Cathy Huyghe

Writer. Entrepreneur. Meditator.

Hungry for Wine is maintained by Cathy Huyghe, wine writer for Forbes.com and author of Hungry for Wine: Seeing the World through the Lens of a Wine Glass.

How to Reboot, One Sip at a Time

I am in the practice of putting wine in context.

It involves looking up and looking out, and seeing the many (many) hands that worked to bring a bottle of wine to the table.

It is what I do, and what I enjoy.

These past few weeks, however, there’s been a problem.

These past few weeks, the context of wine – the news of the world that I normally derive so much energy and inspiration from – has become a bit exhausting, a bit overwhelming, and a bit too much for me to take in.

This will pass, I’m sure.

I am away from home. I have been away from home for too long. I am untethered, disoriented, and tired.

I will be home soon. I’ll rest and reboot and return to what is almost always most compelling for me about wine.

In the meantime…

Can I come back to just the wine, in and of itself?

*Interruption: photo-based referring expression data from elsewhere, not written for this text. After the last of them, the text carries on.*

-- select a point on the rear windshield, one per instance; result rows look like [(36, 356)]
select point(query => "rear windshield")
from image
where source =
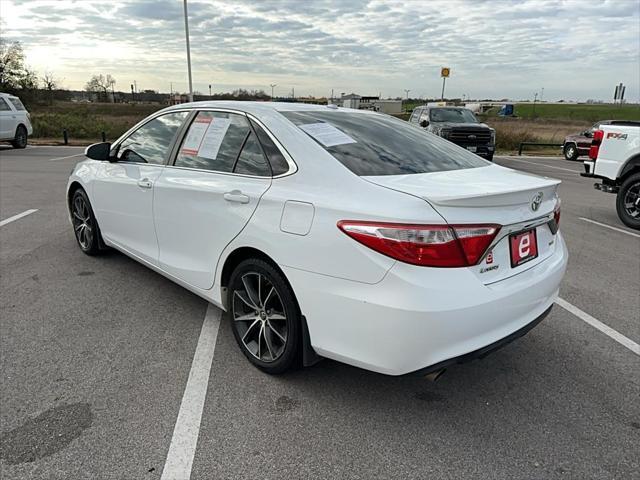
[(375, 144), (456, 115), (16, 103)]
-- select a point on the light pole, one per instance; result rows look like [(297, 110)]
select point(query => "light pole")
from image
[(186, 33)]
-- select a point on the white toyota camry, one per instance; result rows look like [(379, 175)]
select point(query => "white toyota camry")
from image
[(328, 232)]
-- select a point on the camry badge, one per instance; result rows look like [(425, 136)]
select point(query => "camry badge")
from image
[(536, 201)]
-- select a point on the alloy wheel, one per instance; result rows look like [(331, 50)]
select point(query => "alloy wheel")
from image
[(82, 222), (261, 320), (632, 201)]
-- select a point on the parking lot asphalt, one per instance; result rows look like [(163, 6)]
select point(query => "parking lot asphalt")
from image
[(95, 353)]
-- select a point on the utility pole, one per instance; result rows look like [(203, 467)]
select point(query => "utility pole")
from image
[(186, 33)]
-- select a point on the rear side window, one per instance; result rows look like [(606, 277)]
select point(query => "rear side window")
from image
[(213, 141), (150, 143), (376, 144), (17, 103), (251, 160), (278, 163)]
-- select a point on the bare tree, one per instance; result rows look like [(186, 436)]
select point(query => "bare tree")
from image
[(101, 85), (14, 74), (50, 83)]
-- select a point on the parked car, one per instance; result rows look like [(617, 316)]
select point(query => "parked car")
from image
[(328, 232), (458, 125), (614, 159), (15, 123)]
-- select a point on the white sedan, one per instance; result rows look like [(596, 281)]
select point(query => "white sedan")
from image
[(328, 232)]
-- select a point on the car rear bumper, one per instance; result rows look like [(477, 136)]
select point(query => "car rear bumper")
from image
[(418, 317)]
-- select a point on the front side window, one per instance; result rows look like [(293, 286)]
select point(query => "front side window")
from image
[(214, 141), (17, 103), (375, 144), (151, 142)]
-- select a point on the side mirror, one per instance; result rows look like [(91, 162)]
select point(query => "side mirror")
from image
[(98, 151)]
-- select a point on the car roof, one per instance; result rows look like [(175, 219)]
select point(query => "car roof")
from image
[(261, 108)]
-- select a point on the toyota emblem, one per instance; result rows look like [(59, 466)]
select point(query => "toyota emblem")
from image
[(536, 201)]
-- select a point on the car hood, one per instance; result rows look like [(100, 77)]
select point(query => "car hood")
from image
[(479, 126)]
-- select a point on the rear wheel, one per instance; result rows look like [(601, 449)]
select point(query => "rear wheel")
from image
[(265, 316), (84, 223), (570, 151), (20, 140), (628, 201)]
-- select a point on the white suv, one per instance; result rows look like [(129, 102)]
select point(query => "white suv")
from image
[(15, 125)]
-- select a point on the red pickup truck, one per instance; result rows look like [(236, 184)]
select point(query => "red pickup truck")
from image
[(578, 144)]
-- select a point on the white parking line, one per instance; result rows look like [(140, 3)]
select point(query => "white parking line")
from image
[(610, 227), (17, 217), (539, 164), (185, 434), (584, 316), (68, 156)]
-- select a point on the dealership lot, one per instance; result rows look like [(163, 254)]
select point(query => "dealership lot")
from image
[(95, 354)]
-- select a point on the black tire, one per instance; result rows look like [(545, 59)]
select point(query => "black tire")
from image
[(85, 226), (254, 312), (628, 201), (570, 151), (20, 140)]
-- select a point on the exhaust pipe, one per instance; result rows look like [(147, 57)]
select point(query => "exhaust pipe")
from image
[(433, 376)]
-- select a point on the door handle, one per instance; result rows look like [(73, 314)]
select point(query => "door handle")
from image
[(236, 196)]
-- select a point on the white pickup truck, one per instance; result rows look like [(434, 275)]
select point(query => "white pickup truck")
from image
[(614, 158)]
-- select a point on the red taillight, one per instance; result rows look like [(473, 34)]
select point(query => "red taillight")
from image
[(425, 245), (598, 135)]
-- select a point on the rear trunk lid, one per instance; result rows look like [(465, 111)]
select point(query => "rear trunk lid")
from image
[(488, 195)]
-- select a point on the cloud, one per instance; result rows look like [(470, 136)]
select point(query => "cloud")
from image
[(496, 48)]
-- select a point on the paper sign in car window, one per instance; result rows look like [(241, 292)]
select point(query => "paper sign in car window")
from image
[(213, 138), (327, 134), (196, 134)]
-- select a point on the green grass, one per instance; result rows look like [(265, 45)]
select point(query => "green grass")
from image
[(87, 121), (581, 112)]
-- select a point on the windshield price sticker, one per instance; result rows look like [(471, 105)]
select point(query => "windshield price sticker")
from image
[(213, 138), (327, 134), (196, 134)]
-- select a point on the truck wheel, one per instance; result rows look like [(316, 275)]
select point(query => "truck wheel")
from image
[(20, 140), (571, 151), (628, 201)]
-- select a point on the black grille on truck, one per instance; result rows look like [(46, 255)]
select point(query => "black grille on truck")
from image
[(470, 136)]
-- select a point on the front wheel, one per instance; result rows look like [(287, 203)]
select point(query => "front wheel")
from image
[(84, 223), (20, 140), (570, 151), (265, 316), (628, 202)]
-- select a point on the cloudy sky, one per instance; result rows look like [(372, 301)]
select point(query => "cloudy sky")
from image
[(574, 49)]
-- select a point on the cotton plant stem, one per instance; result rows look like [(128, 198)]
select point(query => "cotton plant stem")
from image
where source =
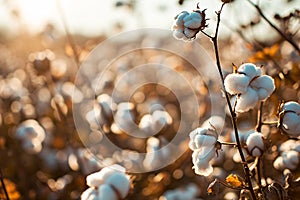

Can I come back to the pleasure of wine, for wine’s sake?

Just me, and the glass.

Is that enough?

At the moment I’m not sure, because most normal things aren’t normal right now.

Normally I find the news compelling. These days I am fearful of it.

Normally I rely on my body’s strength and flexibility. These days I feel betrayed by it.

Normally I can find quiet, wherever I am. These days the jitters at the edges of my mind are relentless. And noisy.

Normally I love to travel, to step into another place and another way of living.

But right now I am craving the stability rather than the whirl. I crave my own bed rather than a hotel’s even when that hotel is lovely beyond lovely. I crave home.

By now I should know how to maintain my stability while on the road. Regular exercise. Regular periods of meditation. Regular practice of writing. Upkeep of correspondence. Time dedicated to the big projects as well as the daily commitments.

There are more fractures than seams, and more gaps than fill.

I am spent.

There is one way I know that helps in a situation like this: to do the thing that is in front of me to do.

Only that.

If that thing is a glass of wine, it is only that glass of wine.

What will rejuvenate me in a time like this is, ironically, taking that narrow and focused view that is so opposite of what I normally take.

Just me, and the glass of wine.

Will it work?

I believe it will. Either way, I'll report back.